We Włoszech trwa walka o życie pozostającej od 17 lat w stanie śpiączki Eluany Englaro, którą Sąd Kasacyjny Włoch - rozpatrujący wniosek jej ojca Beppe - pozwolił odłączyć od aparatury zapewniającej jej odżywianie.
Władze regionu Lombardia zakazały personelowi szpitala w Lecco odłączenia aparatury wspomagającej odżywianie Eluany, argumentując, że skazanie kobiety na makabryczną śmierć głodową jest niezgodne z włoskim prawem, które nie dopuszcza eutanazji. Jak oświadczyła włoska sekretarz stanu ds. pracy, zdrowia i polityki społecznej Eugenia Roccella, cytowana przez portal LifeSiteNews, finansowane ze środków państwowych placówki służby zdrowia nie mają obowiązku wypełniać tego wyroku sądu kasacyjnego.
Siostry zakonne z hospicjum, gdzie od 14 lat mieszka chora, odmówiły wykonania wyroku, którego skutkiem byłaby pewna śmierć głodowa, i zaapelowały o oddanie kobiety pod ich opiekę.
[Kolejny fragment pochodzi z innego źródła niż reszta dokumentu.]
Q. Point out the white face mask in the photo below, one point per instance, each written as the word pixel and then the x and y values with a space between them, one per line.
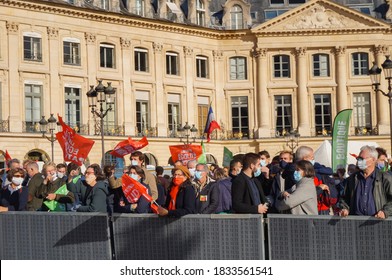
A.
pixel 17 181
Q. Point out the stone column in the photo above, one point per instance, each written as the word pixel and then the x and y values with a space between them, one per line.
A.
pixel 220 101
pixel 382 101
pixel 91 56
pixel 126 102
pixel 302 93
pixel 188 111
pixel 341 79
pixel 160 115
pixel 263 107
pixel 55 95
pixel 14 96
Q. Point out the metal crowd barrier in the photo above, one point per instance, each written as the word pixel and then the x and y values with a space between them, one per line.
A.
pixel 329 238
pixel 192 237
pixel 54 236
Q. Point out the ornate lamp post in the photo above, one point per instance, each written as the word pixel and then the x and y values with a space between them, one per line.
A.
pixel 101 94
pixel 188 132
pixel 375 77
pixel 51 124
pixel 292 139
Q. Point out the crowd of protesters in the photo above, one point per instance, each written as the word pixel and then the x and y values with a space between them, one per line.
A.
pixel 253 183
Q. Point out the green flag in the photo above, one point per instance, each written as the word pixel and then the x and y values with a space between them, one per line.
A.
pixel 341 126
pixel 202 158
pixel 227 157
pixel 53 205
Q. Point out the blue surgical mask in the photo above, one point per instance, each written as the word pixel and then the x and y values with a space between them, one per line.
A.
pixel 257 172
pixel 361 164
pixel 380 165
pixel 198 175
pixel 297 176
pixel 134 176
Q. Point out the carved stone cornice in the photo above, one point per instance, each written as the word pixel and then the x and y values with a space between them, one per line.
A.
pixel 340 50
pixel 125 43
pixel 300 52
pixel 157 47
pixel 12 27
pixel 53 33
pixel 218 55
pixel 380 50
pixel 91 38
pixel 188 51
pixel 260 52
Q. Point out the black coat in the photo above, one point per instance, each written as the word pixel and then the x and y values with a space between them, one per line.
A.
pixel 241 194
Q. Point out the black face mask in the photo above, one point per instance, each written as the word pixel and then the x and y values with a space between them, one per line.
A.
pixel 283 164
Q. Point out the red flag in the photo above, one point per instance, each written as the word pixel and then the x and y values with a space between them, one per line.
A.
pixel 133 190
pixel 211 124
pixel 185 153
pixel 128 146
pixel 7 156
pixel 75 147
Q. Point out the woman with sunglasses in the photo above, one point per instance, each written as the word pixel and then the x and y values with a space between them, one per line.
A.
pixel 14 196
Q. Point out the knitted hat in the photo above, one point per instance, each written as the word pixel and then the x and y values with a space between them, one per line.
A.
pixel 184 170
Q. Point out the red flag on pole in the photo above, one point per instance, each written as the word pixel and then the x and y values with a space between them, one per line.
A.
pixel 75 147
pixel 128 146
pixel 185 153
pixel 211 124
pixel 133 190
pixel 7 156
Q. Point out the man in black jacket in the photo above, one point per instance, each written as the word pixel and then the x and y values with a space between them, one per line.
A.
pixel 247 193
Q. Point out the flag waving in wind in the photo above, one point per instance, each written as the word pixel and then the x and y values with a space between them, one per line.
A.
pixel 211 124
pixel 75 147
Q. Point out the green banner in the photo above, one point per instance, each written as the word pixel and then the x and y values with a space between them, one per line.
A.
pixel 227 157
pixel 341 126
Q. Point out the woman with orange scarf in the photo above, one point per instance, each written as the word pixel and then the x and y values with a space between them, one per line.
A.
pixel 181 198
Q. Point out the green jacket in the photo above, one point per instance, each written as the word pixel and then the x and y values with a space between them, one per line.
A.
pixel 35 187
pixel 382 192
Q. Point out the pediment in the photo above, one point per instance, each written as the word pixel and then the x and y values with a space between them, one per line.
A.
pixel 320 15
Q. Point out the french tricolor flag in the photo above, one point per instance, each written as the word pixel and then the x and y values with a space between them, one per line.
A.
pixel 211 124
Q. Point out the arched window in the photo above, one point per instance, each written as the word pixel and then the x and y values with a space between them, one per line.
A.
pixel 236 15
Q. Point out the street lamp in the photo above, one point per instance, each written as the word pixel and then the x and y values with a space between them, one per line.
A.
pixel 292 139
pixel 375 77
pixel 51 124
pixel 101 94
pixel 188 132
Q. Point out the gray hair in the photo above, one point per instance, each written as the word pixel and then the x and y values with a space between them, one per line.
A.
pixel 372 151
pixel 302 152
pixel 205 167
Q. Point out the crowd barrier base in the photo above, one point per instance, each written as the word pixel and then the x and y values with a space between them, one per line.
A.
pixel 192 237
pixel 329 238
pixel 54 236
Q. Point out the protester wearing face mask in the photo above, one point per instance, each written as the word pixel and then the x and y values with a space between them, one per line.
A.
pixel 247 192
pixel 206 189
pixel 121 203
pixel 369 191
pixel 14 196
pixel 303 199
pixel 94 197
pixel 181 196
pixel 51 184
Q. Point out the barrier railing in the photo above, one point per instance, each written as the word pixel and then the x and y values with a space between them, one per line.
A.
pixel 43 235
pixel 329 237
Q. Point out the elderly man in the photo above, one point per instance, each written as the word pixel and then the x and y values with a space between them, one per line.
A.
pixel 369 191
pixel 207 191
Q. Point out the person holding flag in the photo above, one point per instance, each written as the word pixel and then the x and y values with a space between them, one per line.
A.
pixel 211 124
pixel 131 204
pixel 181 197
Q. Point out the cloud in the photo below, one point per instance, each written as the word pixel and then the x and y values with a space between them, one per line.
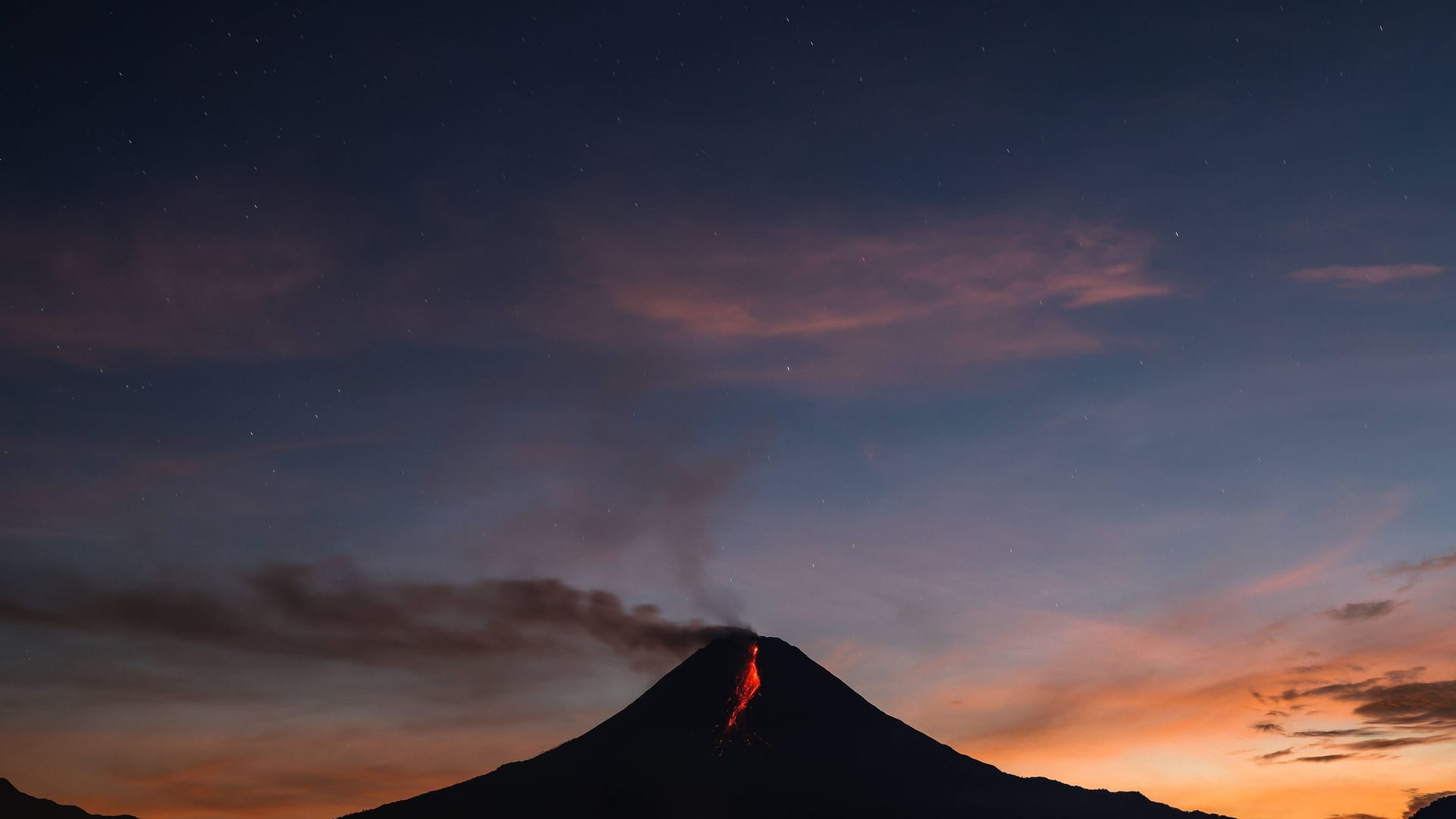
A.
pixel 1411 704
pixel 199 283
pixel 1353 613
pixel 1417 570
pixel 334 611
pixel 1366 276
pixel 840 306
pixel 1394 742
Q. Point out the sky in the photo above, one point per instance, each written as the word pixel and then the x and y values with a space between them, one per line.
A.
pixel 389 392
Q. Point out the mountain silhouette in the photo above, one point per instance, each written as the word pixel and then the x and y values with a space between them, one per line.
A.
pixel 752 727
pixel 1443 808
pixel 15 805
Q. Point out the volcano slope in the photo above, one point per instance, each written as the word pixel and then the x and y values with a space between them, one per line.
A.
pixel 750 727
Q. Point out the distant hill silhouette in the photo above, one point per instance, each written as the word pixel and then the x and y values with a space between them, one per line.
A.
pixel 15 805
pixel 802 745
pixel 1443 808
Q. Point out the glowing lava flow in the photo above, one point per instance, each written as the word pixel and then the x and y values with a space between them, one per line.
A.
pixel 745 689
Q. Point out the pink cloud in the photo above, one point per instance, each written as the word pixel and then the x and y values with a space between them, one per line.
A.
pixel 842 308
pixel 1366 276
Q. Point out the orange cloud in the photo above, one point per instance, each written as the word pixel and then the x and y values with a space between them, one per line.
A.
pixel 842 308
pixel 1366 276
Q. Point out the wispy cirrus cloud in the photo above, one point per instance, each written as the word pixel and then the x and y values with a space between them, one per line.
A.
pixel 1366 276
pixel 1356 613
pixel 337 613
pixel 835 306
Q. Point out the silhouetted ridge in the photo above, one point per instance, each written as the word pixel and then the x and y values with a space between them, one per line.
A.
pixel 804 745
pixel 1443 808
pixel 17 805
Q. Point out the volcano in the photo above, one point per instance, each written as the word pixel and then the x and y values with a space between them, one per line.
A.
pixel 748 727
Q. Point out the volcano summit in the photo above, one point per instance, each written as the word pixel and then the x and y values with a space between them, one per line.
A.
pixel 752 727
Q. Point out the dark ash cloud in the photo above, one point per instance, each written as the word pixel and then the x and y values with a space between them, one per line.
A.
pixel 1353 613
pixel 334 611
pixel 1394 742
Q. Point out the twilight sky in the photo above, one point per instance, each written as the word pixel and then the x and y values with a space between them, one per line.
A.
pixel 391 392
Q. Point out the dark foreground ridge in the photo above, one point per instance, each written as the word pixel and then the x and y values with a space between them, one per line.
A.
pixel 1443 808
pixel 804 745
pixel 15 805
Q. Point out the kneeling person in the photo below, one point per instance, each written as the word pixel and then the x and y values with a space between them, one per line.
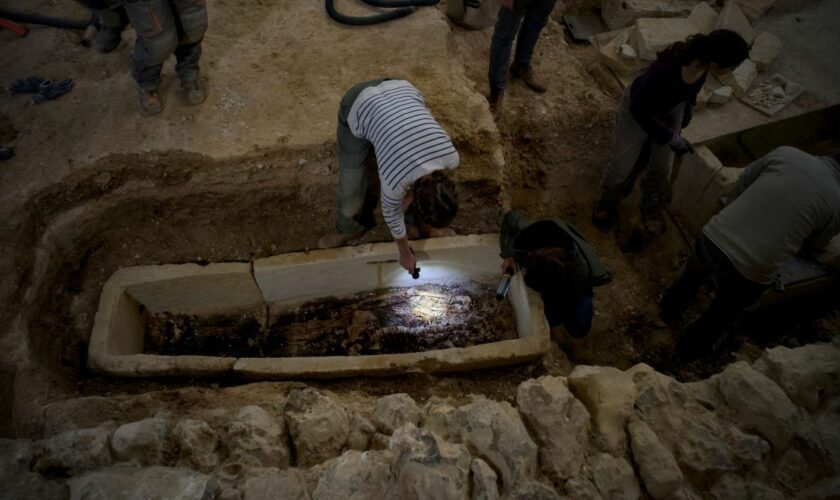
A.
pixel 413 155
pixel 559 264
pixel 785 202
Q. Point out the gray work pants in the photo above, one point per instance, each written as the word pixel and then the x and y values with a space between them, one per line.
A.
pixel 352 166
pixel 164 27
pixel 634 151
pixel 532 15
pixel 112 18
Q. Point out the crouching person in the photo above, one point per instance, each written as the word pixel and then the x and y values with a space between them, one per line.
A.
pixel 783 203
pixel 559 264
pixel 413 156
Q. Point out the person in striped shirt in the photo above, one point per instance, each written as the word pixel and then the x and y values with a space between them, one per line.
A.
pixel 413 155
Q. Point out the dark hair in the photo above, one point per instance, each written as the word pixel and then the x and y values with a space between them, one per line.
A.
pixel 725 48
pixel 435 199
pixel 546 268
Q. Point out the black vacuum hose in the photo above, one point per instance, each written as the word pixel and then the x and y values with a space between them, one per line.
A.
pixel 44 20
pixel 404 8
pixel 401 3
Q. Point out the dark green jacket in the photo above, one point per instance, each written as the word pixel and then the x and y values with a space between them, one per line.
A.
pixel 520 236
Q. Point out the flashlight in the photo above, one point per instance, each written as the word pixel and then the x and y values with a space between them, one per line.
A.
pixel 501 292
pixel 416 273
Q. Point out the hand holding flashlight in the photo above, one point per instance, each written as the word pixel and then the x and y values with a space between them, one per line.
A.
pixel 508 268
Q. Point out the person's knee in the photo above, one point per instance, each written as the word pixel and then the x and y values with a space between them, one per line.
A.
pixel 159 47
pixel 194 25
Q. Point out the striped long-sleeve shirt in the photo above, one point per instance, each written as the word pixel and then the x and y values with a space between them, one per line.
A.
pixel 408 142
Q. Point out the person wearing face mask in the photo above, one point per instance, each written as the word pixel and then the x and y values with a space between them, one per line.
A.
pixel 654 110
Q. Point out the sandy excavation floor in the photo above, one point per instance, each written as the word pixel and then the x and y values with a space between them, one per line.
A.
pixel 252 172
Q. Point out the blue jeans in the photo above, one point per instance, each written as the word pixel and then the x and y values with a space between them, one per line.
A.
pixel 533 15
pixel 352 166
pixel 574 314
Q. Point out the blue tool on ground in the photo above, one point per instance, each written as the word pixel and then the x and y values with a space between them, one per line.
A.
pixel 49 90
pixel 44 90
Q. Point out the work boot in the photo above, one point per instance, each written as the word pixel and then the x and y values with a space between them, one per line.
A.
pixel 495 100
pixel 151 102
pixel 336 239
pixel 527 75
pixel 194 91
pixel 654 223
pixel 108 39
pixel 605 215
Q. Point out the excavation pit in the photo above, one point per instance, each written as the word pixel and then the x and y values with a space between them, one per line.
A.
pixel 322 314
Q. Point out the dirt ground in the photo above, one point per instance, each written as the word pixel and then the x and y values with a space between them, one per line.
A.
pixel 251 173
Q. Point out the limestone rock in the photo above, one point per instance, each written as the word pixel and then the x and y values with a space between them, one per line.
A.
pixel 15 479
pixel 682 423
pixel 395 410
pixel 765 49
pixel 825 489
pixel 806 373
pixel 379 441
pixel 484 479
pixel 754 9
pixel 733 18
pixel 741 78
pixel 197 444
pixel 608 394
pixel 270 484
pixel 361 430
pixel 356 475
pixel 581 488
pixel 654 34
pixel 732 487
pixel 759 404
pixel 699 445
pixel 827 432
pixel 143 441
pixel 494 432
pixel 29 485
pixel 793 470
pixel 686 494
pixel 427 467
pixel 614 478
pixel 748 448
pixel 442 419
pixel 721 95
pixel 72 452
pixel 15 457
pixel 622 13
pixel 533 491
pixel 703 17
pixel 255 438
pixel 560 424
pixel 318 425
pixel 133 483
pixel 626 51
pixel 614 51
pixel 657 466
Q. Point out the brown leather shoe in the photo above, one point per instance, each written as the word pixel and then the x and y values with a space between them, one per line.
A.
pixel 495 100
pixel 529 77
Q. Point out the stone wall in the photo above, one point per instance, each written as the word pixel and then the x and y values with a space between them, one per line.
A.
pixel 770 430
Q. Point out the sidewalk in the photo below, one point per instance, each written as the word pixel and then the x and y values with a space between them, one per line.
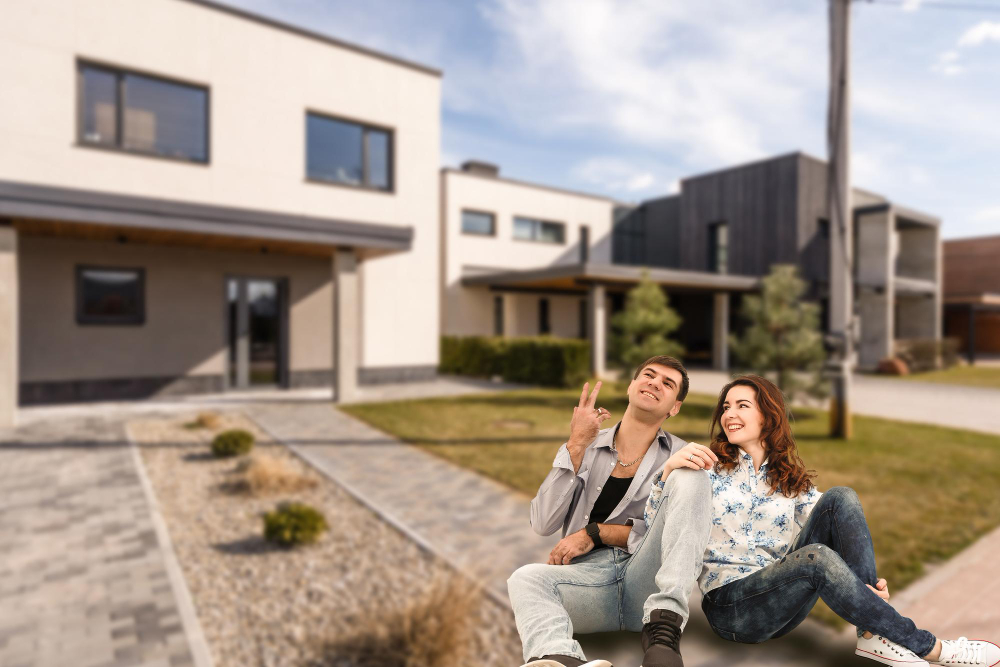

"Niech ci, którzy uważają Eluanę za martwą, pozwolą, żeby została z nami. My doświadczamy, czujemy, że ona ciągle żyje. Nie prosimy o nic innego w zamian, jak tylko o ciszę i wolność miłowania oraz poświęcenia się tym, którzy są słabi, biedni, mali" - napisały zakonnice w liście opublikowanym w dzienniku "Avvenire". Zapewniły też o gotowości dalszego służenia chorej.
Z kolei Włosi z Ruchu dla Życia zapowiadają podjęcie starań o adopcję Eluany, dla której chcą ustanowić opiekuna prawnego. Staranie się o status prawnego opiekuna kobiety jest możliwe również w odniesieniu do opiekujących się nią zakonnic. - Ktoś, kto chce utrzymać przy życiu inną osobę, powinien być powołany na jej opiekuna. Opiekunem nie powinna być zaś osoba, która jest gotowa ją zabić - stwierdził o. Ignacio Barreiro, szef rzymskiego biura Human Life International, z wykształcenia prawnik. Jak zauważył, podstawowa zasada prawa mówi, że nie może być konfliktu interesów między opiekunem a osobą, która znajduje się pod jej opieką, a celem opiekuna jest dbanie o dobro drugiej osoby.
Na sobotę młodzi ludzie zapowiadają czuwanie modlitewne pod kliniką bł. Luigiego Talamoniego. Tymczasem ojciec Eluany rozpoczął poszukiwania szpitala, który podjąłby się jej uśmiercenia.
Eluana Englaro zapadła w śpiączkę w 1992 roku wskutek wypadku samochodowego. Kobieta samodzielnie oddycha i codziennie rano otwiera oczy, jednak zdaniem ojca i lekarzy, jest "pozbawioną świadomości rośliną". W 1999 roku jej ojciec po raz pierwszy wystąpił do sądu o wydanie zgody na odłączenie córki od aparatury.